Proffitt, who somehow juggles a full-time job, two children and a husband (one of the people who helps her the most), finds time every year to coordinate the annual New Year's Eve celebration at Garden Valley Church and plan and decorate some elaborate floats for the Christmas Parade.
"It's kind of a busy time of year for me," she said.
When asked how his wife does it, her husband, Justin Proffitt, laughed and said, "I have no clue."
One of Proffitt's big ideas for the Christmas float this year was transforming a large yard snow globe into a giant gumball machine.
"Sometimes we do a theme. This year, it was 'Tis so sweet to trust in Jesus,' and the float was like a candy land,'" Proffitt said.
For a past float, Proffitt, with help from her husband, put an actual carousel on the 52-foot trailer they use each year.
"We lucked out on that one because Justin's grandfather owned a carnival, and we borrowed the center to an airplane ride, and we built the carousel horses ourselves," she said.

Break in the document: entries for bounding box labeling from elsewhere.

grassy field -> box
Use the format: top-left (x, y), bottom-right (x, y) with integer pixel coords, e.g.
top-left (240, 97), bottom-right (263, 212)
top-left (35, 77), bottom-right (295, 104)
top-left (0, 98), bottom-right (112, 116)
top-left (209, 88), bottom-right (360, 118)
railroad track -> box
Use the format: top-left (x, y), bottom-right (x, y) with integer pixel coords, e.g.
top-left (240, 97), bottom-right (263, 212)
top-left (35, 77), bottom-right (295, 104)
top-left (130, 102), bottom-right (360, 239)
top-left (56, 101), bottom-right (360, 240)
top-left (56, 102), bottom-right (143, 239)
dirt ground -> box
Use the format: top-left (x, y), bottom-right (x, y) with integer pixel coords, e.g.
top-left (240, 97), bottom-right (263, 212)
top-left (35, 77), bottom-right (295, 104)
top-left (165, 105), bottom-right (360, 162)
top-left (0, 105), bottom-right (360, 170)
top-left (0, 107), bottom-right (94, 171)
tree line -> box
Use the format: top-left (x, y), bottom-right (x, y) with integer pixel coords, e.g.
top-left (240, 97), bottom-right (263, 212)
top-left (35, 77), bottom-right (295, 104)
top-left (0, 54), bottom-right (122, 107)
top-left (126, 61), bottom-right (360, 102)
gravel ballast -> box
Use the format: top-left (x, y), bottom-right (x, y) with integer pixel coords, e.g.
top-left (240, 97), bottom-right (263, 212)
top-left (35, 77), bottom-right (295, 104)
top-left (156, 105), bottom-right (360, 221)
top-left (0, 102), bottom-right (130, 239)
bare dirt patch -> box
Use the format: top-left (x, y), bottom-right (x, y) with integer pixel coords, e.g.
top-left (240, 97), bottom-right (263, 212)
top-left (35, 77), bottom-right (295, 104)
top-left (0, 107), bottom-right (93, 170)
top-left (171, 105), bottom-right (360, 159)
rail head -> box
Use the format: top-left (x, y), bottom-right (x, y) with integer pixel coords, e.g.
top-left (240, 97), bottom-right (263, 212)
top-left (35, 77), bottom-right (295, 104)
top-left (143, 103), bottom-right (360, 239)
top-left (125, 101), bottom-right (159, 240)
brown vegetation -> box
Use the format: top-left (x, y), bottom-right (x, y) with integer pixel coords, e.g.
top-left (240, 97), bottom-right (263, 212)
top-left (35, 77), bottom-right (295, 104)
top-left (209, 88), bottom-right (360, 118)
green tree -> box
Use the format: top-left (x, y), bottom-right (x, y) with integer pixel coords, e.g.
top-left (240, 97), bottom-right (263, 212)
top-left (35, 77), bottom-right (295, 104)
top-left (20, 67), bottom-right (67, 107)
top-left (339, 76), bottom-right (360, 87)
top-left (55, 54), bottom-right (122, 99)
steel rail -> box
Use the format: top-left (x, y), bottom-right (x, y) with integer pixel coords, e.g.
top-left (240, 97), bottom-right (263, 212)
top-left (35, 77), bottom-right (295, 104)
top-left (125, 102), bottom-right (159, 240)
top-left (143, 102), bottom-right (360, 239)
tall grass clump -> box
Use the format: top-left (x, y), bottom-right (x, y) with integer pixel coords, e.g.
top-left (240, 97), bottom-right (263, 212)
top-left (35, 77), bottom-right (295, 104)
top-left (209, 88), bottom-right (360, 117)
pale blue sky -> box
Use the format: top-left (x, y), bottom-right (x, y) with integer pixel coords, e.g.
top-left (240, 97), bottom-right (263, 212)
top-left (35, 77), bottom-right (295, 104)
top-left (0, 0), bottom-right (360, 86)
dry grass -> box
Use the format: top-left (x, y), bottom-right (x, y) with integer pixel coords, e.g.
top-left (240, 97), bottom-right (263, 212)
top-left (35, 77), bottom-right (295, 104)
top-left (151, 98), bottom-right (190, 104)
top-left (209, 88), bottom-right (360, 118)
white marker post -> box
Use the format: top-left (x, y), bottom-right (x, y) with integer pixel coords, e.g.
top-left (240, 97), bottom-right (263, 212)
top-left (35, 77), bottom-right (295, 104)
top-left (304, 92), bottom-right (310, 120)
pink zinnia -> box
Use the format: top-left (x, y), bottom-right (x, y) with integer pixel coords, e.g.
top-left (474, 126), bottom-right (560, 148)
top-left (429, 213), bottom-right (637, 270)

Proffitt said she wouldn't be able to do any of it without her husband's and others' help. Her creative juices come naturally. She attended fashion school in California. There, she was able to come out of her shell a little bit, but she said she didn't really fit in there.
"You have to be really aggressive. I'm really good at like behind the scenes — I'm a hard worker — but I don't come off very aggressive," Proffitt said.
Proffitt has been involved in church since she was a child, and now she's passing that on to her own children, 5-year-old Dominik and 3-year-old Danika. Dominik said he enjoys attending the church's Kid's Club.
"We learn about Jesus and God," he said.
Proffitt also plays the piano and keyboards and will be reuniting with her former band, RPM, to play the church's New Year's Eve celebration this year.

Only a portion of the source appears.